Perciò quando Mattarella, che dovrebbe essere garante della Costituzione, si è riferito ai “diritti civili”, si è riferito ad un’idea di diritti della persona non presente nella nostra Costituzione e nella nostra tradizione giuridica. Bensì ad una tradizione propria dei sistemi di common law di matrice anglosassone. In questa tradizione lo Stato è un fornitore di servizi per il cittadino, deve cioè garantire, per quello che è possibile, gli strumenti adatti a soddisfare i desiderata di tutti. Vuoi disfarti del bambino che porti in grembo? Ecco la legge sull’aborto. Vuoi avere quel bambino che madre natura di nega? Ti facciamo una bella legge che legittima la fecondazione artificiale. Vuoi troncare con il marito che è ormai solo un peso per te? Pronta per te una legge sul divorzio. Vuoi “sposarti” il tuo compagno omosessuale? Ti prepariamo una norma ad hoc.

Lo Stato dei diritti civili non riconosce quale è il vero bene della persona, ma assegna la patente di diritto a qualsiasi voglia dei suoi cittadini. Non c’è un verità oggettiva, bensì solo soggettiva. Predicare l’opposto è atteggiamento da Stato etico e significherebbe comprimere l’autonomia dei cittadini.

Se per la nostra Costituzione gli unici diritti da garantire sono quelli indicati in un certo qual modo dalla legge naturale, per il pensiero liberal l’unica voce da ascoltare è quella delle aspirazioni dei singoli. Da qui il pluralismo etico, che invece è rigettato dalla nostra Costituzione perché essa individua solo ed unicamente alcuni diritti e non altri.

Se per il giusnaturalismo la libertà è frutto dell’adesione al vero bene della persona, per i liberal la libertà è la mera possibilità di agire così come uno vuole, senza un giudizio di merito oggettivo sulla condotta scelta. I diritti civili proposti sono presentati più come esigenze di libertà che esigenze di giustizia, più come proiezione della volontà soggettiva che come proiezione del bene oggettivo.

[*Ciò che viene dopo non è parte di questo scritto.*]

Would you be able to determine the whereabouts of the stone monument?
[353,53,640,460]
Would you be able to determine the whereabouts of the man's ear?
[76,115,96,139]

Il lettore avrà notato che buona parte delle leggi sopra indicate sono ormai patrimonio anche del nostro ordinamento giuridico, ciò a testimonianza che i principi costituzionali fondati sulla legge naturale oggi sono disattesi a motivo di queste derive libertarie che stanno così simpatiche anche al nostro Presidente della Repubblica.

E infatti quelli che si riempiono la bocca parlando di “diritti civili” sono gli stessi che ci hanno regalato le leggi sull’aborto, divorzio e fecondazione artificiale e che presto ci faranno dono di altri cadeau, quali eutanasia, liberalizzazione delle droghe, “matrimoni” omosessuali, prostituzione, etc. Gente di area radicale. Ma Mattarella non era un moderato?

La prova che il neo presidente si inserisce in questa linea di pensiero non sposata dalla Costituzione sta sempre in quella frase in cui cita i diritti civili, diritti che occorre sviluppare anche “nella sfera personale e affettiva”. Ovvio il rimando al riconoscimento delle convivenze se non addirittura ai “matrimoni” omosessuali. Se una coppia omosessuale chiede al libertario Mattarella di vedersi riconosciuta la propria relazione affettiva, questi non può che cercare di soddisfare la sua richiesta. Poco importa ai sostenitori dei diritti civili che lo Stato deve disinteressarsi degli affetti e delle simpatie di ciascuno, dato che di per sé non hanno a che fare con il bene comune. Tutto ciò che si agita nell’intimo delle coscienze può diventare affare di Stato. Basta che il sig. Rossi lo voglia. Ed ecco che per paradosso il liberalismo diventa statalismo.